I know what you are saying. It's not like him. He's not himself. Why isn't he making a joke of it like he always does? And you are right to be shocked. Ordinarily, as you well know, I laugh at these things. Who are journalists, after all, but mediocre talents, tainted with resentment of real writers, typing whatever fanciful notions best serve their embittered fantasies of avengement. In my lofty and prominent station, the flaccid arrows of a spiteful press are an environmental constant, like the very air itself, and I am usually numb to them. However, this morning's poisoned barb has hit my one psychologically sensitive spot- my working class identity.

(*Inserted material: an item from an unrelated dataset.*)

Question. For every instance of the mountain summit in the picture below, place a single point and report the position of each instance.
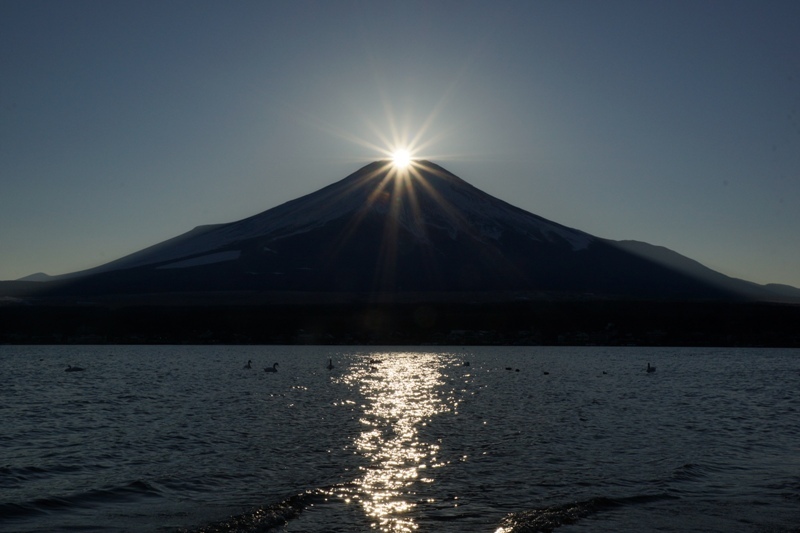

Was I not born of a poor family in the 'north end' of Mayfair, virtually the epitome of a working class community? Was I not driven to school in an old hand-me-down Daimler? Have I not reached my position of eminence by struggling against every disadvantage of class? Naturally, I am set apart from  'the common worker' in attainment, but in all other respects we are the same. Don't I rise each day at 6, just like the common worker? Don't I leave for work at 8, just like the common worker, after the shower, the swim, the sauna and the massage? Don't I do the Sudoku, just like the common worker, as I'm driven to work? Don't I stand patiently in my private lift, as I rise to my office, just like common workers in lifts and elevators across the world? Don't I suffer the same petty frustrations as the common worker- tedious clients, like Obama and Putin, the queried expenses for the fortnight in Acapulco.

Journalists. I sometimes wonder how they make it all up.